Everyone with serious medical problems eventually confronts the fact that the business of health insurance is often at odds with one’s health. UnitedHealthcare has stated that Mangione didn’t have United as an insurer. According to the muddled manifesto reportedly found in Mangione’s backpack when he was arrested, he targeted the company because of its power and size.
I, however, have had United, and I have my own well of bitterness about all their denials of claims and then the bittersweet—mainly bitter—feeling when they finally paid after months of appeal. But I never suffered from the delusion that the CEO of a for-profit company with a fiduciary duty to shareholders was in a position to reform the system.
Mangione wrote that he underwent spine surgery in July 2023 and posted an image of a spinal fusion. He said his diagnosis was spondylolisthesis, a slippage of the vertebral bodies in the spine, which mostly affects older people and often responds to nonsurgical care. Experts say surgery to fuse the vertebrae should be a last resort and is rare among young people. It is unclear whether Mangione met the criteria. Online, Mangione advised faking symptoms to obtain it.
“Tell them you are ‘unable to work’/ do your job…We live in a capitalist society. I’ve found that the medical industry responds to these key words far more urgently than you describing unbearable pain and how it’s impacting your quality of life,” he wrote on Reddit using the handle “Mister-Cactus,” a name that evokes a prickling pain. He even advised feigning the serious neurological symptoms of incontinence and foot weakness, which suggest the risk of a catastrophic spinal-cord injury that might cost millions of dollars in lifetime care. In August 2023 he posted that he was pain-free.
Yet spine surgery for back pain is not always the long-term solution that people hope it will be. In my own interviews with patients, I saw many who experienced early improvements after surgery but were devastated when the pain returned, sometimes with greater intensity. Within a year, nerves can grow back, sometimes irregularly, and can begin firing randomly, creating a painful condition called a neuroma. Or the nerves can become entrapped in scar tissue. Or the spine no longer moves normally and arthritis sets in.
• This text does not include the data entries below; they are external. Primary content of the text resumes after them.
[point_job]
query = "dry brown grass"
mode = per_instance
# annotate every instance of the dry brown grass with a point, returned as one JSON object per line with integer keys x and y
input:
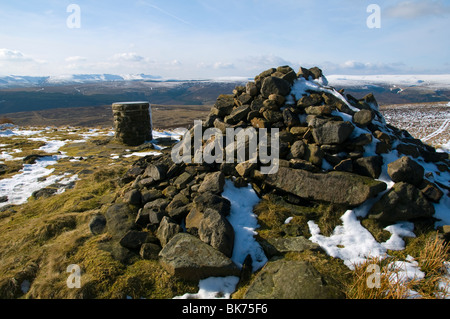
{"x": 388, "y": 283}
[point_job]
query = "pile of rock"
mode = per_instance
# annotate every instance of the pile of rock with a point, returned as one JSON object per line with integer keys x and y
{"x": 333, "y": 150}
{"x": 132, "y": 122}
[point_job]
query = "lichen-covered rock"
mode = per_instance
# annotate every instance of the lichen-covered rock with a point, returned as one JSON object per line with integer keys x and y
{"x": 402, "y": 203}
{"x": 283, "y": 279}
{"x": 333, "y": 187}
{"x": 189, "y": 258}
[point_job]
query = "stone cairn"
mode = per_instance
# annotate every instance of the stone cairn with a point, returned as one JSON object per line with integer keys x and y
{"x": 333, "y": 151}
{"x": 132, "y": 122}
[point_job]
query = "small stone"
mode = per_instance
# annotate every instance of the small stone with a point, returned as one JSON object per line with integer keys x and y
{"x": 97, "y": 224}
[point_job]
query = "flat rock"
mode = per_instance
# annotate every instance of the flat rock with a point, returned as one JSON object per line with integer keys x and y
{"x": 283, "y": 279}
{"x": 401, "y": 203}
{"x": 189, "y": 258}
{"x": 406, "y": 170}
{"x": 333, "y": 187}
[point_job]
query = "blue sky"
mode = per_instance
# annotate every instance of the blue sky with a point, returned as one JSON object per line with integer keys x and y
{"x": 212, "y": 38}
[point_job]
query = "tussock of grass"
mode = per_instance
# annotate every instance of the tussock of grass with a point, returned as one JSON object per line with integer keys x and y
{"x": 431, "y": 261}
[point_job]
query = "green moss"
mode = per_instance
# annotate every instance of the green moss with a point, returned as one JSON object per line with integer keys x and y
{"x": 147, "y": 279}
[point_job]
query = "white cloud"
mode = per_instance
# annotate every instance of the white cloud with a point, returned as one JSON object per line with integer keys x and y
{"x": 128, "y": 57}
{"x": 416, "y": 9}
{"x": 74, "y": 59}
{"x": 13, "y": 56}
{"x": 223, "y": 65}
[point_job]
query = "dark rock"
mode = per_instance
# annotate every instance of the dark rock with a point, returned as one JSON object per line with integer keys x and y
{"x": 166, "y": 230}
{"x": 189, "y": 258}
{"x": 402, "y": 203}
{"x": 31, "y": 159}
{"x": 97, "y": 224}
{"x": 344, "y": 166}
{"x": 224, "y": 105}
{"x": 179, "y": 214}
{"x": 238, "y": 114}
{"x": 159, "y": 204}
{"x": 316, "y": 73}
{"x": 310, "y": 100}
{"x": 133, "y": 239}
{"x": 133, "y": 197}
{"x": 406, "y": 170}
{"x": 431, "y": 191}
{"x": 156, "y": 172}
{"x": 332, "y": 132}
{"x": 251, "y": 89}
{"x": 44, "y": 192}
{"x": 297, "y": 244}
{"x": 217, "y": 231}
{"x": 213, "y": 182}
{"x": 298, "y": 149}
{"x": 333, "y": 187}
{"x": 304, "y": 73}
{"x": 245, "y": 168}
{"x": 209, "y": 200}
{"x": 149, "y": 251}
{"x": 273, "y": 116}
{"x": 182, "y": 180}
{"x": 368, "y": 166}
{"x": 284, "y": 279}
{"x": 363, "y": 117}
{"x": 290, "y": 118}
{"x": 150, "y": 195}
{"x": 142, "y": 218}
{"x": 408, "y": 149}
{"x": 274, "y": 85}
{"x": 119, "y": 220}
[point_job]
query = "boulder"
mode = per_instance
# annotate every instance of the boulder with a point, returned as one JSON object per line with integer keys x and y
{"x": 166, "y": 230}
{"x": 332, "y": 132}
{"x": 133, "y": 197}
{"x": 279, "y": 246}
{"x": 238, "y": 114}
{"x": 274, "y": 85}
{"x": 284, "y": 279}
{"x": 431, "y": 191}
{"x": 251, "y": 89}
{"x": 368, "y": 166}
{"x": 156, "y": 172}
{"x": 182, "y": 180}
{"x": 217, "y": 231}
{"x": 119, "y": 220}
{"x": 203, "y": 202}
{"x": 97, "y": 224}
{"x": 189, "y": 258}
{"x": 245, "y": 168}
{"x": 402, "y": 203}
{"x": 213, "y": 182}
{"x": 298, "y": 149}
{"x": 363, "y": 117}
{"x": 223, "y": 105}
{"x": 290, "y": 118}
{"x": 149, "y": 251}
{"x": 333, "y": 187}
{"x": 406, "y": 170}
{"x": 133, "y": 239}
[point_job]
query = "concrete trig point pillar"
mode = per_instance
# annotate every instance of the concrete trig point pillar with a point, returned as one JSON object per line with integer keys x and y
{"x": 132, "y": 122}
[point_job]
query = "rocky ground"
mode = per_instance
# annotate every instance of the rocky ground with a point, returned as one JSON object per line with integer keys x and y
{"x": 348, "y": 187}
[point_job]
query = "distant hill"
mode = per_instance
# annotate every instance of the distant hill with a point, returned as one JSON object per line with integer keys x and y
{"x": 25, "y": 93}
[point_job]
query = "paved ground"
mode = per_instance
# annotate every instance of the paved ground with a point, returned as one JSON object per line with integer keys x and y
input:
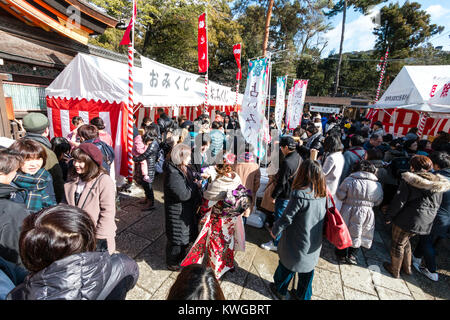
{"x": 141, "y": 235}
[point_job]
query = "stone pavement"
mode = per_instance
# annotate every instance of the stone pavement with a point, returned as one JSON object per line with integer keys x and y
{"x": 141, "y": 235}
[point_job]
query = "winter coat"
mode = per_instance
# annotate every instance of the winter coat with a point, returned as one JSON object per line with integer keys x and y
{"x": 51, "y": 165}
{"x": 181, "y": 200}
{"x": 359, "y": 193}
{"x": 313, "y": 142}
{"x": 379, "y": 132}
{"x": 391, "y": 154}
{"x": 286, "y": 175}
{"x": 332, "y": 169}
{"x": 417, "y": 201}
{"x": 164, "y": 123}
{"x": 83, "y": 276}
{"x": 250, "y": 175}
{"x": 99, "y": 202}
{"x": 350, "y": 158}
{"x": 35, "y": 191}
{"x": 441, "y": 223}
{"x": 217, "y": 190}
{"x": 301, "y": 226}
{"x": 383, "y": 174}
{"x": 151, "y": 157}
{"x": 11, "y": 218}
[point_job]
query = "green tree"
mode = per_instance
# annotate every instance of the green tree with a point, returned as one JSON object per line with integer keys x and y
{"x": 403, "y": 29}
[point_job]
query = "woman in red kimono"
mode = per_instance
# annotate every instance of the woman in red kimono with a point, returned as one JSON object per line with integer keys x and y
{"x": 222, "y": 229}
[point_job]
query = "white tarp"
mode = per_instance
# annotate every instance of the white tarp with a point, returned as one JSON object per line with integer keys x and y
{"x": 418, "y": 88}
{"x": 155, "y": 84}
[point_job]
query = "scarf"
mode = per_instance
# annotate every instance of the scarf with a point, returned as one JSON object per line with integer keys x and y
{"x": 311, "y": 139}
{"x": 35, "y": 191}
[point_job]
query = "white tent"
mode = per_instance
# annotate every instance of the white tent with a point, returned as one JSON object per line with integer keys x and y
{"x": 416, "y": 98}
{"x": 418, "y": 88}
{"x": 92, "y": 86}
{"x": 155, "y": 84}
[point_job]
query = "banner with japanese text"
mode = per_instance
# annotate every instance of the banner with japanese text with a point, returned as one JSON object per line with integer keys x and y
{"x": 298, "y": 100}
{"x": 202, "y": 44}
{"x": 251, "y": 117}
{"x": 280, "y": 103}
{"x": 289, "y": 107}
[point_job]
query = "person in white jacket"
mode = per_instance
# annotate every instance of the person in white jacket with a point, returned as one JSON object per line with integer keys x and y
{"x": 333, "y": 164}
{"x": 359, "y": 193}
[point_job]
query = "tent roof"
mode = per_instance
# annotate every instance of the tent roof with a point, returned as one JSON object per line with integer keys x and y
{"x": 413, "y": 89}
{"x": 155, "y": 84}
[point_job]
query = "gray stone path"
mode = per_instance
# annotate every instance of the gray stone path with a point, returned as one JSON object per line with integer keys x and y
{"x": 141, "y": 235}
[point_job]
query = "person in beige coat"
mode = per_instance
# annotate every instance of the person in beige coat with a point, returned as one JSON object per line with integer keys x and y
{"x": 90, "y": 188}
{"x": 250, "y": 174}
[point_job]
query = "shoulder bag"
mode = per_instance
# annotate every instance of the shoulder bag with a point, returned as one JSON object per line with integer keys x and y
{"x": 335, "y": 229}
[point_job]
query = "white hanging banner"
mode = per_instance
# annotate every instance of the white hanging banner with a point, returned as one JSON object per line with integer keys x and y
{"x": 279, "y": 106}
{"x": 251, "y": 116}
{"x": 298, "y": 100}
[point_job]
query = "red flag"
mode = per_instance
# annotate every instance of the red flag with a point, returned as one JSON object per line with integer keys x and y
{"x": 237, "y": 55}
{"x": 126, "y": 40}
{"x": 202, "y": 44}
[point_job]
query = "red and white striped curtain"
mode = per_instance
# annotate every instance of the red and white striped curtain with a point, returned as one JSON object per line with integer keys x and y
{"x": 398, "y": 122}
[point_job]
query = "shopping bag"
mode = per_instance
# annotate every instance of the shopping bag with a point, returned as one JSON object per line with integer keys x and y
{"x": 336, "y": 230}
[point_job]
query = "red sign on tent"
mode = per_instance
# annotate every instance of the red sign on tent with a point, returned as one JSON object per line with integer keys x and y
{"x": 202, "y": 44}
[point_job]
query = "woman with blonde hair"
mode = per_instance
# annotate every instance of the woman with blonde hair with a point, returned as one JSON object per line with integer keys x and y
{"x": 181, "y": 196}
{"x": 221, "y": 222}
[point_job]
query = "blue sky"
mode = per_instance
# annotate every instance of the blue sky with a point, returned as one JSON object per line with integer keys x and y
{"x": 358, "y": 28}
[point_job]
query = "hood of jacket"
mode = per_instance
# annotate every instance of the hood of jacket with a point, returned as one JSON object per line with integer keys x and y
{"x": 39, "y": 138}
{"x": 427, "y": 181}
{"x": 77, "y": 277}
{"x": 362, "y": 175}
{"x": 378, "y": 163}
{"x": 218, "y": 188}
{"x": 306, "y": 194}
{"x": 444, "y": 172}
“Spine surgery can be a deal with the devil,” Fishman says. “When you mess with the architecture of the spine and change its biomechanics, there are almost always unintended consequences.” These effects can be managed with regular rehabilitation and conditioning, but patients don’t always have access to it.
One of the last things Mangione posted before he disappeared was an angry tirade on the uselessness of physicians. It was 10 months after his surgery—around the time when his nerves might have grown back.
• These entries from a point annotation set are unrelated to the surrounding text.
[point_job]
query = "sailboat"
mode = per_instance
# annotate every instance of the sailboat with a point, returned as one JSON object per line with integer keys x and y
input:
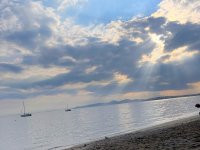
{"x": 25, "y": 114}
{"x": 67, "y": 109}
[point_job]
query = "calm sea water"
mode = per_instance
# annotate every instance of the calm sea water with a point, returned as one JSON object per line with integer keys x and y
{"x": 61, "y": 129}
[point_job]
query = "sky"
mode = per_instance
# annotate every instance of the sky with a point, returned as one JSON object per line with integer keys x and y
{"x": 76, "y": 52}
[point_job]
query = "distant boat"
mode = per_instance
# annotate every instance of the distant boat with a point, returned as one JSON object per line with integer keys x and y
{"x": 25, "y": 114}
{"x": 67, "y": 109}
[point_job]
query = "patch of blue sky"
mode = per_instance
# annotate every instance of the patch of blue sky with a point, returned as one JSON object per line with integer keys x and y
{"x": 105, "y": 11}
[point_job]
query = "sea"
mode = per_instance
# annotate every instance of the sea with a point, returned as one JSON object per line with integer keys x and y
{"x": 55, "y": 130}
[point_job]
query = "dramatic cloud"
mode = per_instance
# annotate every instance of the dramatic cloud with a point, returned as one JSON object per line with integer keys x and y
{"x": 43, "y": 53}
{"x": 182, "y": 11}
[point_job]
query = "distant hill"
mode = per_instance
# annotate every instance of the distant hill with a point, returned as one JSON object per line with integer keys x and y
{"x": 115, "y": 102}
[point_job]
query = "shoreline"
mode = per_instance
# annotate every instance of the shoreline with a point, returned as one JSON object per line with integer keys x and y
{"x": 179, "y": 134}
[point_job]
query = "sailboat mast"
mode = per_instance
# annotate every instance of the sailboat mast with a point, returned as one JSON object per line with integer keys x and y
{"x": 24, "y": 107}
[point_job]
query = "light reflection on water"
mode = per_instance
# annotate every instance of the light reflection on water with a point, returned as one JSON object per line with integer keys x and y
{"x": 59, "y": 128}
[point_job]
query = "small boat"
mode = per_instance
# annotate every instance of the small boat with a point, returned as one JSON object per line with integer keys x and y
{"x": 67, "y": 109}
{"x": 25, "y": 114}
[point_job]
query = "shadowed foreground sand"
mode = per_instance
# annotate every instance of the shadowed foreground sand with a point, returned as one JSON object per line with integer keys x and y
{"x": 183, "y": 134}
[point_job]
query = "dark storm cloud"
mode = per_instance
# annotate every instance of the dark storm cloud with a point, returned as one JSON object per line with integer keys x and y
{"x": 123, "y": 56}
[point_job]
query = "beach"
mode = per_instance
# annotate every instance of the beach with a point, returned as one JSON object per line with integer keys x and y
{"x": 182, "y": 134}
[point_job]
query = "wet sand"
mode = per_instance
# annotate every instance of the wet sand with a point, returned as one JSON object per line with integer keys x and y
{"x": 183, "y": 134}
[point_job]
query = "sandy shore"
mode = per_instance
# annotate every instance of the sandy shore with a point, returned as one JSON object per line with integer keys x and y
{"x": 182, "y": 134}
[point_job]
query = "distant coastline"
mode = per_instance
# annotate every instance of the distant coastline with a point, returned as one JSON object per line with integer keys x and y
{"x": 115, "y": 102}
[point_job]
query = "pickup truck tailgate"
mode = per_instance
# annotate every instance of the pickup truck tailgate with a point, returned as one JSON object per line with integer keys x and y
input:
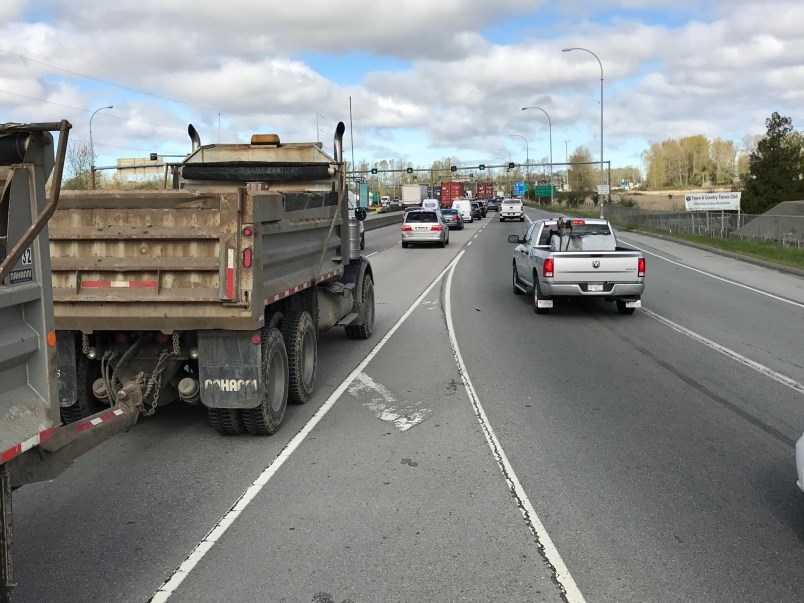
{"x": 614, "y": 267}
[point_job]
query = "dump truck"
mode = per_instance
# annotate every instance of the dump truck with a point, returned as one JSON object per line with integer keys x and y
{"x": 450, "y": 191}
{"x": 34, "y": 443}
{"x": 214, "y": 291}
{"x": 413, "y": 195}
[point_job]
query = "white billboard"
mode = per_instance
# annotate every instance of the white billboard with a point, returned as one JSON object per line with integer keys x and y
{"x": 712, "y": 201}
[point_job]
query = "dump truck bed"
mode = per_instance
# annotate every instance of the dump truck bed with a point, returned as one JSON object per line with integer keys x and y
{"x": 189, "y": 259}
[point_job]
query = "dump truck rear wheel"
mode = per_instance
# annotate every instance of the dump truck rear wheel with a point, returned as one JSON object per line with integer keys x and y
{"x": 301, "y": 343}
{"x": 226, "y": 421}
{"x": 267, "y": 417}
{"x": 366, "y": 311}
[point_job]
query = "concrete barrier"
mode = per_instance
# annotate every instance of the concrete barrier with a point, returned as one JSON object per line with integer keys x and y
{"x": 373, "y": 221}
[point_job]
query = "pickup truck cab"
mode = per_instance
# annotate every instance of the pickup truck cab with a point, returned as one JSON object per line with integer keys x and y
{"x": 560, "y": 258}
{"x": 511, "y": 209}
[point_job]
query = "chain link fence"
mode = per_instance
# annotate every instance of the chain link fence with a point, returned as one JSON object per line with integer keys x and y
{"x": 787, "y": 230}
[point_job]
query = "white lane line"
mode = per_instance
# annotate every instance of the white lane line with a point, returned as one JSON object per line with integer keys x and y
{"x": 214, "y": 535}
{"x": 760, "y": 368}
{"x": 565, "y": 581}
{"x": 720, "y": 278}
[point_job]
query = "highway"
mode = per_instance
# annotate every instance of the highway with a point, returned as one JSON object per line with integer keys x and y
{"x": 470, "y": 451}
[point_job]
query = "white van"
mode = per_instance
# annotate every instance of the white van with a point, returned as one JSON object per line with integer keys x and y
{"x": 465, "y": 207}
{"x": 431, "y": 204}
{"x": 353, "y": 205}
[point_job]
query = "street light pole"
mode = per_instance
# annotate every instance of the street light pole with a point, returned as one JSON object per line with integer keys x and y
{"x": 317, "y": 130}
{"x": 92, "y": 146}
{"x": 566, "y": 163}
{"x": 550, "y": 125}
{"x": 509, "y": 170}
{"x": 527, "y": 161}
{"x": 602, "y": 180}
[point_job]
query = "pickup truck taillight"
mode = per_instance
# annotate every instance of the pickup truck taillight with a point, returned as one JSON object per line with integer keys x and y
{"x": 548, "y": 268}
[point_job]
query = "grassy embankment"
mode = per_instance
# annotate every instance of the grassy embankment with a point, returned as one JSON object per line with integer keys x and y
{"x": 765, "y": 250}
Did his pain return? Did he self-medicate, as many patients do, with street drugs, cannabis and alcohol, which can trigger mental illness in people who are predisposed? Was his G.I. Joe body a result of anabolic steroids, which can occasionally cause psychosis? Did he receive mental-health treatment, which can be prohibitively expensive and hard to get through insurance—if he even still had coverage since he wasn’t working? His family is wealthy, but mental illness often creates or deepens estrangement from families.
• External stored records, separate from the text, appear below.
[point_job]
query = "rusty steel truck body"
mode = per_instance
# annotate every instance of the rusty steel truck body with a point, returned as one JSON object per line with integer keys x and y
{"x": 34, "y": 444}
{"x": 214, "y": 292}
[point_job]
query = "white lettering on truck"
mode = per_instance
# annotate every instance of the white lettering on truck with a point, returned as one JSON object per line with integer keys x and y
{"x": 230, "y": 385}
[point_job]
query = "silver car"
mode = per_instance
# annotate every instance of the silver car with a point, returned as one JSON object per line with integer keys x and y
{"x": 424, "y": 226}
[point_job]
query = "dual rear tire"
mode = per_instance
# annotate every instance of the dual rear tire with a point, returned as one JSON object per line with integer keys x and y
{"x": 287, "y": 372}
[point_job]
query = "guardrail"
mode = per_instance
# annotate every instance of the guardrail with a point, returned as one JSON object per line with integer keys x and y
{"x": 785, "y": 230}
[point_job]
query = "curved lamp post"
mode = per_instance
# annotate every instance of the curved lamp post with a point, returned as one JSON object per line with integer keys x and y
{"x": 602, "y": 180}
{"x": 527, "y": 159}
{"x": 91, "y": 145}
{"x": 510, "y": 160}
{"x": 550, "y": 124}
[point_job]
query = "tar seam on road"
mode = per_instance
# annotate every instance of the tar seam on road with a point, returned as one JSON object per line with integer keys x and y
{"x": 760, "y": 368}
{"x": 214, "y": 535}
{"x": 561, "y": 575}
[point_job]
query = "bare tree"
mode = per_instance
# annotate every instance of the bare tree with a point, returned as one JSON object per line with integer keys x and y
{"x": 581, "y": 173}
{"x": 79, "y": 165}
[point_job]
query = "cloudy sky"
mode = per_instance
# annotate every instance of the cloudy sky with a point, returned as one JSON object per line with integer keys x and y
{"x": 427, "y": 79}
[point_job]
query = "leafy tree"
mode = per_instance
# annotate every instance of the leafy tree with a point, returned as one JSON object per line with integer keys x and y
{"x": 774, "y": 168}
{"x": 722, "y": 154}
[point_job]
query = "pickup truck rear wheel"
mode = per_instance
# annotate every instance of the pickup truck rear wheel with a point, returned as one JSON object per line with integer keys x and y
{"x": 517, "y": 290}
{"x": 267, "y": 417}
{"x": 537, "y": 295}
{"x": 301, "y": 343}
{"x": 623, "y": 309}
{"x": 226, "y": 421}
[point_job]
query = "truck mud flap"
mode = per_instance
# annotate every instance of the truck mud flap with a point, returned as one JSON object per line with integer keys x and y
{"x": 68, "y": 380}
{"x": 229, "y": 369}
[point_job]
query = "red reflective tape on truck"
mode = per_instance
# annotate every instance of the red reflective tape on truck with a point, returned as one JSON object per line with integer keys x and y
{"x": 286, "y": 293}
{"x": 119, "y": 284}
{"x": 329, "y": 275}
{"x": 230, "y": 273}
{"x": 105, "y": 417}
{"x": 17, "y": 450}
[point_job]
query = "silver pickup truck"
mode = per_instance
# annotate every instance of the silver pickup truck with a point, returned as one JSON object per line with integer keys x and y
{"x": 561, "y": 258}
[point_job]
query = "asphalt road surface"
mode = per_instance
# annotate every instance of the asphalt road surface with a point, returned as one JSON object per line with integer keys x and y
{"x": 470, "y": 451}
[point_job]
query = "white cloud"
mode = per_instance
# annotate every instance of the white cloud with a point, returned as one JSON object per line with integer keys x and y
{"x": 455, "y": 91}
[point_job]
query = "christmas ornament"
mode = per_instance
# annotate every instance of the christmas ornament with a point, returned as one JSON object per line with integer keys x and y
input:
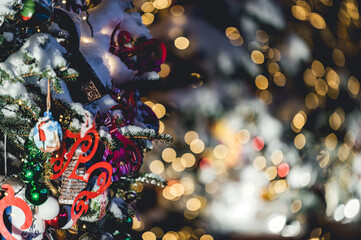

When asked about insurance coverage for his pain patients, Mackey sounds indignant. “Oh my God, it gets me so upset,” he says. “They deny, they deny, they deny. It’s a travesty.”
He notes that the right care can rehabilitate patients. Even brains pathologically rewired by pain can be salvaged, something documented in scans. “With good pain management, we can recondition the brain,” Mackey says. “We know what works. Patients just need meaningful access to the treatments.”